Belfast Telegraph

British maternity retailer Seraphine excited by China opportunities

A famed British maternity retailer is set to crack the Chinese market and capitalise on a pending baby boom after the country's Communist government ditched its one child policy earlier this year.

Seraphine boss and founder Cecile Reinaud told the Press Association that her company is now in advanced talks with a regional partner that would help launch its clothing line in the Asian powerhouse.

"We are in advanced discussions so it's looking very promising," she said.

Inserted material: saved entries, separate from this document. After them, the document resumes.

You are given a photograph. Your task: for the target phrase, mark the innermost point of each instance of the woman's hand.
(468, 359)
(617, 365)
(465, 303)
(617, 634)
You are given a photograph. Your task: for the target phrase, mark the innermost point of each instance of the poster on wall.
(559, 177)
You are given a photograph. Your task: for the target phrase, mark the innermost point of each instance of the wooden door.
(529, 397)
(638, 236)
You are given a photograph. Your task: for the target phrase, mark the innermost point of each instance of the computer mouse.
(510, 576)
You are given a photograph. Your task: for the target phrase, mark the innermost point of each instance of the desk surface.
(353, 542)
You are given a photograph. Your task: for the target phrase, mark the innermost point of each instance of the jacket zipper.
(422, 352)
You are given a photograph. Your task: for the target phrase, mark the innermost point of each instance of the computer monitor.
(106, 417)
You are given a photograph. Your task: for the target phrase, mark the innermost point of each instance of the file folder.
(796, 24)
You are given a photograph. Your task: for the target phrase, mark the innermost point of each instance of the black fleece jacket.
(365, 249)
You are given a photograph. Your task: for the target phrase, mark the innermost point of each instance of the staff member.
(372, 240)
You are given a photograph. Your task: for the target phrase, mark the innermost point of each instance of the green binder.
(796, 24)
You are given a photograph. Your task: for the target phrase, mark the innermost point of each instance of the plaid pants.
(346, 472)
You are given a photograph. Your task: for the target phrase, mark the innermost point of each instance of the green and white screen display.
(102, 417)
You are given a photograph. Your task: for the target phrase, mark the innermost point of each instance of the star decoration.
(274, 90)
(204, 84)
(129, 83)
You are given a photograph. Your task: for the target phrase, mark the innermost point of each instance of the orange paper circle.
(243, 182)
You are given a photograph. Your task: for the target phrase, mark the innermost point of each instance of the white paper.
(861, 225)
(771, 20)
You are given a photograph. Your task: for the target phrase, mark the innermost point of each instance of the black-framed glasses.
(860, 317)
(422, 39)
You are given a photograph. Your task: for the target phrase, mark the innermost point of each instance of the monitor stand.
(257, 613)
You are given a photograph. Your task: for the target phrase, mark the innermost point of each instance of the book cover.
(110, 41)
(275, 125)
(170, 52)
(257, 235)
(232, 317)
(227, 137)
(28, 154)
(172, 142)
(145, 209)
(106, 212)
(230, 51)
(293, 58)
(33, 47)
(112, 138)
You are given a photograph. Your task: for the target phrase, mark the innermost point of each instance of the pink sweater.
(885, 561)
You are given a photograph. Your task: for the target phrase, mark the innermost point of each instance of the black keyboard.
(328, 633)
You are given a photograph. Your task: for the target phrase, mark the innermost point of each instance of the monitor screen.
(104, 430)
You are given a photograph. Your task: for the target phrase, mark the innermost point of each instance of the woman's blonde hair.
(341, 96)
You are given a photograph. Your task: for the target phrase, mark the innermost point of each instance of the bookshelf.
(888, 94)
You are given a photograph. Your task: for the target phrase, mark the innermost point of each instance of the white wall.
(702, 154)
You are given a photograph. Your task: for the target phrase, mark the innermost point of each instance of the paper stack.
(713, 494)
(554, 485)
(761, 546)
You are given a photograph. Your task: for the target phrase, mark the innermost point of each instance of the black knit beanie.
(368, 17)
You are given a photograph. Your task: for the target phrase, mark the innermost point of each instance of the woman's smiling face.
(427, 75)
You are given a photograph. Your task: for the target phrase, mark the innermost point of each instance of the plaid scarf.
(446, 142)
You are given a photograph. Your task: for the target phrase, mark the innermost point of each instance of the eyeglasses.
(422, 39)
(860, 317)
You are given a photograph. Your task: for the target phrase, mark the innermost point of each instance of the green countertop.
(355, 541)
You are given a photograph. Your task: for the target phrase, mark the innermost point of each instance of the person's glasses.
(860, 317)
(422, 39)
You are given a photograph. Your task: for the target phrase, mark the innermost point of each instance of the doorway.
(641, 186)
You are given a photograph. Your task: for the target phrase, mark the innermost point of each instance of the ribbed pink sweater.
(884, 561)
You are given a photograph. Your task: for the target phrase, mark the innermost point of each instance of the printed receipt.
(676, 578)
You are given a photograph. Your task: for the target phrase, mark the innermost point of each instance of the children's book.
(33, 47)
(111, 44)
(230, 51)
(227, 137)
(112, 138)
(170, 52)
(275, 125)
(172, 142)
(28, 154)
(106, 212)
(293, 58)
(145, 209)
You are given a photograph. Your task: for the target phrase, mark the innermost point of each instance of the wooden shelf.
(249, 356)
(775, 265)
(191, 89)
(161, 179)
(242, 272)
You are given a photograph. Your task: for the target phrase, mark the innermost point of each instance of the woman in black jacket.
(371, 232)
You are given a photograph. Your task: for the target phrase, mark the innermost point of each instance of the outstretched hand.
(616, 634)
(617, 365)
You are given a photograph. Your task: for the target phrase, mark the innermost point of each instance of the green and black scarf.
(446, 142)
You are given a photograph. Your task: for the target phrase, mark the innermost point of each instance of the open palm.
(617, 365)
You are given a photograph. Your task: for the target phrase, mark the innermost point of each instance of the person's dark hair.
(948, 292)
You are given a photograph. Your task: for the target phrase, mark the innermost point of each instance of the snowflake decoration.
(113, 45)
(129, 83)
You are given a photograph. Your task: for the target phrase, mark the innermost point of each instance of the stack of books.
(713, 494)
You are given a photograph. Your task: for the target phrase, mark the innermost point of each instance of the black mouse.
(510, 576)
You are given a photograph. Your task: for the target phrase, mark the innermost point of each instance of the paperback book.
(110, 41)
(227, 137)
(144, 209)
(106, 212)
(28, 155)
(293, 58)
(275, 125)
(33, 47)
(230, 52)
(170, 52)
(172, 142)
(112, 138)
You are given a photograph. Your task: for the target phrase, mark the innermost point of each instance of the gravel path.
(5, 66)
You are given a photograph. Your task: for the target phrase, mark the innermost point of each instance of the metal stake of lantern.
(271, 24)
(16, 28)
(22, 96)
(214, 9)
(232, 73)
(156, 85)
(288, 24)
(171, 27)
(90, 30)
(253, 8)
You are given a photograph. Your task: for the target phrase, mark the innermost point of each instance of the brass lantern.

"That market, obviously, is changing very fast. But they key thing is that the second child policy has been passed since January, so people are really expecting a baby boom. So that works well for our industry."

When asked whether she was hoping for favourable post-Brexit trade deal with China as a result, Mr Reinaud said: "Yes, absolutely."

The maternity fashion line - which has been worn by the likes of the Duchess of Cambridge, Anne Hathaway and Angelina Jolie - exports about 70% of its goods to about 100 counties outside of the UK, with the US accounting for around 35% of its revenue, and Europe making up around a third.

But Ms Reinaud said she would not consider relocating her business outside of the UK in order to avoid potential tariffs after Brexit, adding that she benefits from the UK's relatively low corporate tax rate and a less bureaucratic business environment compared to her home country of France.

Profit last grew from £1.5 million to £2 million last year while sales jumped 11% to £15.5 million,

Seraphine is now targeting a further 30% jump in sales for 2017 to £20 million, in light of its international expansion plan and an "aggressive" marketing programme in the US.

The collapse of the pound since the Brexit vote has increased pressure on Seraphine's margins by raising the cost of imports.

But while Ms Reinaud does not expect that Brexit negotiations will result in new tariffs between the UK and EU, the business would likely adapt by hiking prices and focusing on other markets like Asia.

"If it was to happen we would need to raise - a bit - our prices, which is what we do in America.

"When we trade in America, prices are a bit higher to compensate for the fact that we are paying duty on sending products to the US .... and of course it would probably mean focusing more effort in new territories other than in Europe."

But Ms Reinaud says Seraphine - which has dresses ranging from around £40 to over £250 - provides a price range that will continue to attract customers.

"The reality is that if a product is £4 more - it's the price of a cup of coffee and she's not going to not have a nice dress because it's £4 more. I think we have room for manoeuvring, especially because when it affects the whole industry, everybody brings up their price."

She added: "You always do (lose customers) but I think we have some price elasticity. At the end of the day, we offer a very specific and unique product for a unique moment in the life of a woman."